9. Bangunkan keluarga
Membangunkan anggota keluarga, untuk melakukan perbuatan baik dan amalan amalan di bulan suci Ramadhan, merupakan tradisi dan gaya hidup muslim , sejak dulu. Membangunkan keluarga, memiliki tujuan untuk melakukan kegiatan ibadah bersama sama, khususnya momentum bulan suci ramadhan. Apalagi, jika membangunkan anggota keluarga itu dalam rangka menjemput malam lailatul qodar di bulan suci Ramadhan.
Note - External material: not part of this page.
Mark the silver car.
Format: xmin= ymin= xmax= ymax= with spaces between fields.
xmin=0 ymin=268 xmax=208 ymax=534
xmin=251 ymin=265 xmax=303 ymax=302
10.Lakukan semua ibadah dengan keimanan dan keyakinan, antusias dan bahagia
Apapaun amalan dan ibadah yang dilakukan selama bulan suci Ramadhan ini, jika tidak disertai dengan keimanan dan keyakinan, maka hasilnya akan sia sia. Apalagi, menjelang 1o malam terakhir bulan Ramadhan ini, harus dijalankan dengan cara sungguh sungguh dengan antusias yang tinggi serta ditopang dengan rasa yang bahagia.